だまされている姉を共謀して略奪愛を装い助けた話

私が20代なかばだった時のことです。

親戚の姉の家わりといいお家柄なのですが、ちょっとたちのわるい男の人と付き合っていて、親戚間でも問題になっていました。

でも当の本人は、反対されればなんとやら、吊り橋効果なのかロミオとジュリエット効果なのか、かえって燃え上がってしまい、自宅の別宅にその男性を引きずり込み、同棲をはじめてしまいました。

私には関係ないし、と思っていましたが、ある日、その親戚の姉の妹に相談されました。

もちろん、その親戚の姉のことです。

話をきくところ、親戚の姉はDVを受けていて、その男の人は無職に近く、姉の稼ぎで競馬をやって、あろうことか女好きで若い別の女の家にも転がり込んでいるのだという話なのです。

話をきいていて、私もなんてクズ野郎だ、とは思いましたが、だからって、親戚のおじさん、おばさんたちがとめてもどうにもならないものは、本人の目が覚めない限り無理だろうと、さめたようなやるせないような心持ちでいました。

なかば引きずられるように妹さんに引っ張っていかれて、親戚の姉をみれば、姉の腕には青あざが、顔はなんだか生活に疲れたかんじで、私と5歳ほど離れているだけなのに、40代に近いような別人の顔になっていました。

それをみて私も妹さんも、口をそろえて心配と反対の言葉をなげかけましたが、姉は困ったように笑うだけ。

妹さんには怒っていました。

そして、妹さんは私に提案してきたのです。

私、今、ゆるがない浮気の証拠をつきつけてやろうと、その男を誘惑していると。

あなたには、その証拠をとって、その男がちゃらいクソ男だという証人になってほしいと。

なんとその男、妹さんにもコナをかけていたのです。

私も、まさかという思いでしたがその男にちょっとしなをつくってにこにこと数度接してみたところ、本当に下心まるだしでのってきました。

こいつはくずだと確信し、妹さんとセットで計画実行をきめたのです。

詳細は身バレが怖いのではぶきますが、定期的にその男の家に彼目当てで遊びに来ました、を繰り返し、ちょっと気のある素振りから、彼氏にでもするような甘えやねだりを繰り返しました。

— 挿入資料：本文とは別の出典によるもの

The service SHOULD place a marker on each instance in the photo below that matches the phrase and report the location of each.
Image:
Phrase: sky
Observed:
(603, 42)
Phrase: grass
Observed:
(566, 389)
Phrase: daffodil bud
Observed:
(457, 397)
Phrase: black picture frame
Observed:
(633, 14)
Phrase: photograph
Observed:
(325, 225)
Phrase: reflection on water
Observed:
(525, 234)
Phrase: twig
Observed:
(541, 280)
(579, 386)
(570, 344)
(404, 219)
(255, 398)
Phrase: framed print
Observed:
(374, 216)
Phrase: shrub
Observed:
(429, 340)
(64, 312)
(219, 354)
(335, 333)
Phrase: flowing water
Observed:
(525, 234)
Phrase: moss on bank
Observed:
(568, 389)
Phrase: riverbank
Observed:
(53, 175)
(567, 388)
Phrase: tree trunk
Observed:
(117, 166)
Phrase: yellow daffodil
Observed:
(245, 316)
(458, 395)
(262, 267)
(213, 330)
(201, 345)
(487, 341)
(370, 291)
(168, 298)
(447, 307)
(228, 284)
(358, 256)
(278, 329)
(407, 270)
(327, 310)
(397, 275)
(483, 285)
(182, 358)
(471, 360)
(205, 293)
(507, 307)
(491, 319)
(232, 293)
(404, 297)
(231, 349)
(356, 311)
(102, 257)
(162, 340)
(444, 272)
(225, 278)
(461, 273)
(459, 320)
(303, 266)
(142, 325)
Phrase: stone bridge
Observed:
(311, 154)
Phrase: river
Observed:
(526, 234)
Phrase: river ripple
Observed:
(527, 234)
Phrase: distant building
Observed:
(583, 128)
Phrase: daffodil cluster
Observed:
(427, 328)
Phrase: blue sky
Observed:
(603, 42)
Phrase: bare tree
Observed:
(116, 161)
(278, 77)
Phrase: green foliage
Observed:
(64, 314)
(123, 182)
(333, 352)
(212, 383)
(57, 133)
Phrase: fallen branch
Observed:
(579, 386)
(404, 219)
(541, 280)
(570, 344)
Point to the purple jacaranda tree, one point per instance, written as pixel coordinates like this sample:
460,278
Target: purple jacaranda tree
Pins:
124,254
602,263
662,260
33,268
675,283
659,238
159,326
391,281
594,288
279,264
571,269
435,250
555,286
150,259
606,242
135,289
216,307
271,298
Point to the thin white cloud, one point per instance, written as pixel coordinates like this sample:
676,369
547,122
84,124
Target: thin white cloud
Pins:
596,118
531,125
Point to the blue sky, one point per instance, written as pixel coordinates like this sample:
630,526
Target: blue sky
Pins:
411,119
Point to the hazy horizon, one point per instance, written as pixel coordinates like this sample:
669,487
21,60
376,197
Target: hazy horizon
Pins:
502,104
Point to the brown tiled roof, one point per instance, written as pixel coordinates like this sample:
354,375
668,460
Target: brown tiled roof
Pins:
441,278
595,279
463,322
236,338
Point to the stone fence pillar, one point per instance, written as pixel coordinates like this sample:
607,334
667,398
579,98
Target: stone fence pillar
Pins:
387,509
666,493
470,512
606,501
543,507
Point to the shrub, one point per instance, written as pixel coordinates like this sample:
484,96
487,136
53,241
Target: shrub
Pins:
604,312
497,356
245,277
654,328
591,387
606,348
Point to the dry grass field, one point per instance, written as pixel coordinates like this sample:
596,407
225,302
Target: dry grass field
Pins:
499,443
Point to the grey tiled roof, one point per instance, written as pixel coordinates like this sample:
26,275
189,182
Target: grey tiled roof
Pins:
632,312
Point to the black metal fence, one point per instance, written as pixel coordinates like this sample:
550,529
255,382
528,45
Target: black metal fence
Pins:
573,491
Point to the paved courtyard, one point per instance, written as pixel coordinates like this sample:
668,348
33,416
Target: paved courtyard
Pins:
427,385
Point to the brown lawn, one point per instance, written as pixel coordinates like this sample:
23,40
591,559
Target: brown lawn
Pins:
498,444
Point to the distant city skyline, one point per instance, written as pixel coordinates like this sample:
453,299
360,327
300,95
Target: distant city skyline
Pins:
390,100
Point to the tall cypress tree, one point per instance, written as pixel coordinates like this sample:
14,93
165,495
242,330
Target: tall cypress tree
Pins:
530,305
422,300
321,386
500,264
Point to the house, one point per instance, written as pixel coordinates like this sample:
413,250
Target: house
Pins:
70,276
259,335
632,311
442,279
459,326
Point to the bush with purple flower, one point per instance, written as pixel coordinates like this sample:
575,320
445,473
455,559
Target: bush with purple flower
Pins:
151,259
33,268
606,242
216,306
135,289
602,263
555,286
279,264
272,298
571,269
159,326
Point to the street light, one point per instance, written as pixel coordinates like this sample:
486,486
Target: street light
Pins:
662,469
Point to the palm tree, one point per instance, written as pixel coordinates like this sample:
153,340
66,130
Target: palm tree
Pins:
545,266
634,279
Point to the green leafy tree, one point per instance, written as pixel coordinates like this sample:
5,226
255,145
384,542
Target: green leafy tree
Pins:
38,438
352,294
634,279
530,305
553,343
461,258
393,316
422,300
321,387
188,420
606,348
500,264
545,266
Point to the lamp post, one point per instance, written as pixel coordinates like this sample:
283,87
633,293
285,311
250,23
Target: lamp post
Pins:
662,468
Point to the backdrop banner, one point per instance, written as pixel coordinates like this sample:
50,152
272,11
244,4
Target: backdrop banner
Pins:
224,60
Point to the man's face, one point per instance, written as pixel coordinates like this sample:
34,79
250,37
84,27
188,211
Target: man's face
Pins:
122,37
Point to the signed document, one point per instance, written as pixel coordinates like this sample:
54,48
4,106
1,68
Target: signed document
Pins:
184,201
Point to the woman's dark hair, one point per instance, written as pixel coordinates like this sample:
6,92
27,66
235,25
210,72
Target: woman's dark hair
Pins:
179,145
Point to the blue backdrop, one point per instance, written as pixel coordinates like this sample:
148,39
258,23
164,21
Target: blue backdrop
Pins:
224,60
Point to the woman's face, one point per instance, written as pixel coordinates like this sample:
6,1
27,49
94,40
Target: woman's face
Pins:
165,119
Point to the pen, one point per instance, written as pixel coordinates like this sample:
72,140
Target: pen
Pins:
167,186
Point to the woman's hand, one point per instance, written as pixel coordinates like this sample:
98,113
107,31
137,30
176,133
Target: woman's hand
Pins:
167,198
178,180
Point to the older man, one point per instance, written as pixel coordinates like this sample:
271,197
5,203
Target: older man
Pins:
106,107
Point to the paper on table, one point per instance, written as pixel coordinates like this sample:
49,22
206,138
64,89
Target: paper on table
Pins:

そしてある夜、妹さんをいやらしく背後から抱きしめたところで、私は姉に偶然をよそおいその光景をみせることに成功したのです。

もちろん私も、最初は私だけだと思ったのに信じていたのにちょっとおかしいとおもった、という体で、妹さんにも手を出そうとしていた、と、実際のセリフを録音していたものをきかせました。

もちろん被害者風にです。

私や妹さんですらそうだったのだから、姉さんが騙されても仕方ない、というふうに。

そこからは修羅場でしたが、姉さんが完全にきれたせいで、もともと姉さんの実家の居候でしたから、その男と破談になりました。

親戚のおじさんも、実は興信所を雇っていて、べつの女の家にもいりびたっている写真をおさえていました。

妹さんのほうはまだ距離が近かった分ちょっとつきまとわれたようですが、警察に通報してやる、のひとことで男はあきらめたようです。